The Labour Party of Clement Attlee recognised that a decent home for all had to sit at the heart of its transformative programme for government, pledging: “Housing will be one of the greatest and one of the earliest tests of a government’s real determination to put the nation first. Labour’s pledge is firm and direct – it will proceed with a housing programme with the maximum practical speed until every family in this island has a good standard of accommodation.”

Successive governments – Labour and Conservative – rightly prioritised the building of council houses in order to ensure that families had a roof over their head and a base from which to thrive. I should know: my parents in the early years of their marriage benefited from a council house in which they could raise a family.

In those days, waiting lists didn’t stretch to the tens of thousands. You didn’t have to be at risk of becoming homeless or have any severe health needs in order to qualify. There was no stigma attached to living on a council estate. Their home was a castle from which they lived, earned and raised a family.

Then along came Margaret Thatcher and Right to Buy. In a heartbeat, the best quality and most desirable council houses were sold for a song. Many were sold and re-sold and today provide a nest egg for private landlords who seek to make a quick buck out of the fundamental human right to housing. Council housing stock that remained in public hands was increasingly concentrated in the poorest communities and estates became beset by crime and antisocial behaviour. It was, in short, the ghettoisation of Britain by stealth.

Reversing the trend of 40 years of privatisation and decline won’t be easy. But it starts with empowering our local authorities – where Labour is already in power and doing exciting, creative things to transform the communities that we represent – to start building houses again.

I propose a three-point plan to kickstart this council house renaissance, a plan to build a better future. First, we need to reverse the devastation of 12 years of Tory austerity in local government. Labour councils, like my home city of Wakefield, want to be at the forefront of building new homes. But the reality is that Wakefield Council’s budget has been slashed by nearly 40% since 2010, with public spending falling by £159 for every single resident. Reversing that damage and ensuring that local authorities have access both to the capital and revenue streams to invest in new housing stock is integral to solving this country’s housing crisis.
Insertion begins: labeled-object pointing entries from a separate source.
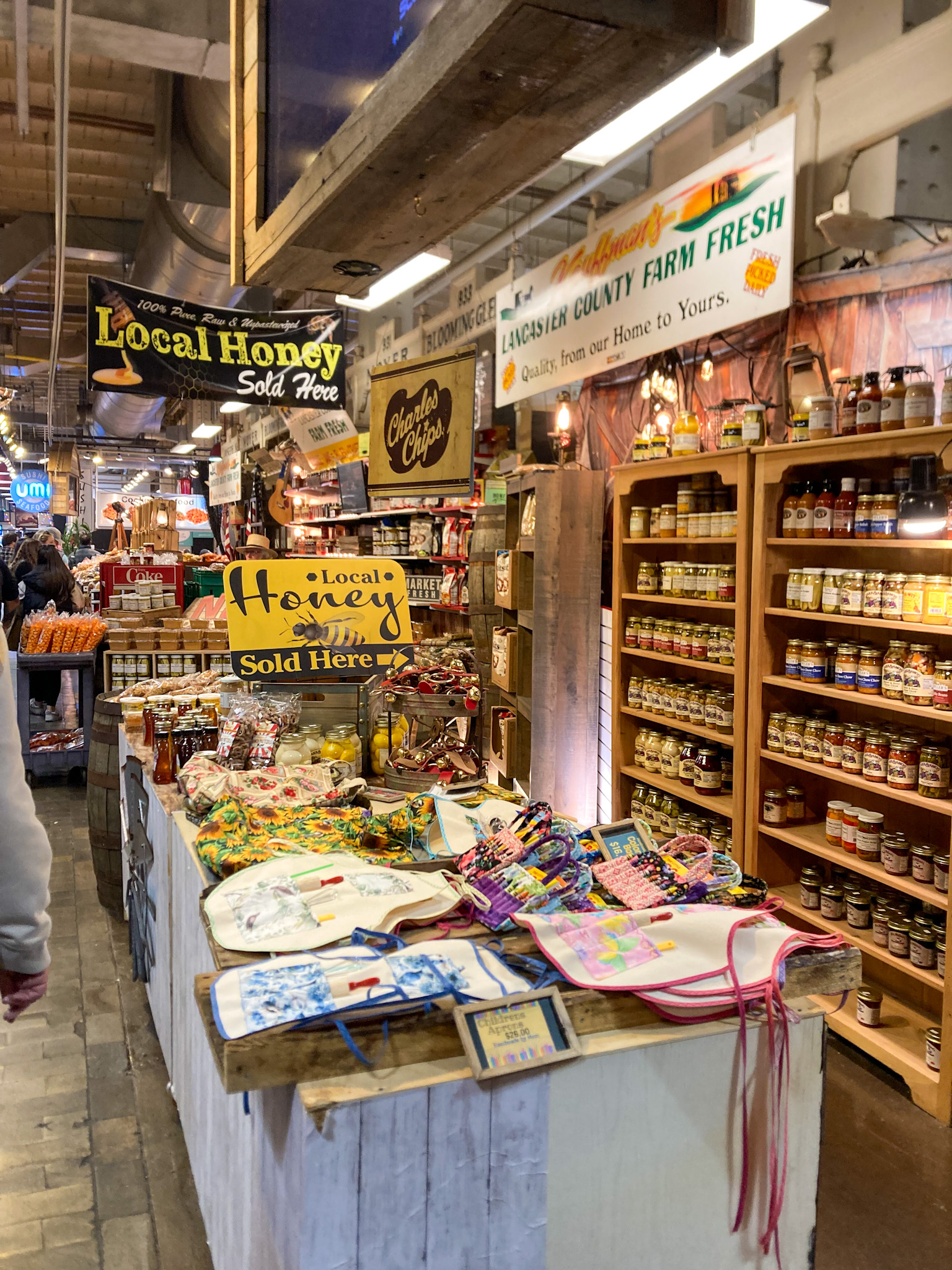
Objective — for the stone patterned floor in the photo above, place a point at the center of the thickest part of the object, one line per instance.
(93, 1165)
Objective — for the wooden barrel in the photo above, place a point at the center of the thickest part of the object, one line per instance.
(103, 802)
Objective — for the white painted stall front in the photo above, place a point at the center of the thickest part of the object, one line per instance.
(630, 1155)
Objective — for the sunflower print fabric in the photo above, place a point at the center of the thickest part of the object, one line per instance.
(235, 835)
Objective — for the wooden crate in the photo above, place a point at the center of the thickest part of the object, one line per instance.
(649, 484)
(913, 998)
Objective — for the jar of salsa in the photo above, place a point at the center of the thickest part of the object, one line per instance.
(876, 753)
(918, 675)
(707, 771)
(833, 745)
(868, 678)
(903, 766)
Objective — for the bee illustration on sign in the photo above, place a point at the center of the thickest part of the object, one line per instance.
(330, 634)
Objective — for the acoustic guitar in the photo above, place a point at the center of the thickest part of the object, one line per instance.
(278, 506)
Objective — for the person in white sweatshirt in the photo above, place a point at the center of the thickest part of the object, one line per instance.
(24, 869)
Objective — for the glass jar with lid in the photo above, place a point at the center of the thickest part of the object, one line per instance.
(918, 675)
(794, 735)
(646, 633)
(845, 667)
(832, 590)
(936, 600)
(811, 591)
(868, 678)
(646, 582)
(873, 593)
(707, 771)
(892, 670)
(639, 522)
(851, 601)
(671, 756)
(913, 597)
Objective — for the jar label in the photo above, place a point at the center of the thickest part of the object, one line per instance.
(874, 765)
(832, 753)
(901, 774)
(933, 776)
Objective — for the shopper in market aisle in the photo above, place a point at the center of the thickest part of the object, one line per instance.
(24, 870)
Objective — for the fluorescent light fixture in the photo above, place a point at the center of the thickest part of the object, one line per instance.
(407, 276)
(774, 23)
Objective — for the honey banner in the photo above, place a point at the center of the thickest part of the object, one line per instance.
(157, 346)
(309, 619)
(700, 257)
(421, 427)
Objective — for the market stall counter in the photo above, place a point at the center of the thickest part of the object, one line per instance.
(305, 1157)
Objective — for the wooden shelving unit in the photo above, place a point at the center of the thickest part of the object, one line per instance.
(649, 484)
(914, 998)
(557, 613)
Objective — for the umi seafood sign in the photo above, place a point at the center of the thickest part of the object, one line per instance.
(421, 431)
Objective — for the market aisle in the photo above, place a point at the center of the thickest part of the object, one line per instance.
(93, 1165)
Second, Labour must stick to our commitment to repeal Right to Buy. Whatever the arguments in support of it, the stark reality is that this pernicious piece of legislation has been the driver of one of the most destructive aspects of public policy in the last four decades. There’s no point building new stock, only to repeat the vicious cycle once more. Right to Buy must go, and councils must be freed to reinvest receipts raised from previous sales back into replenishing stock.

Third, we must ensure that the homes we do build are of the highest quality, net-zero and energy efficient, and built around genuine communities and supported by the right infrastructure and facilities. Not just a stock of houses – family homes for generations to enjoy.

There are no silver bullet solutions to the challenge of ensuring that a roof over your head is a fundamental right extended to all and Labour governments for almost a century have grappled with that question. In 1945, Attlee’s administration knew that putting the nation first meant solving the housing crisis – so, too, will Keir Starmer’s.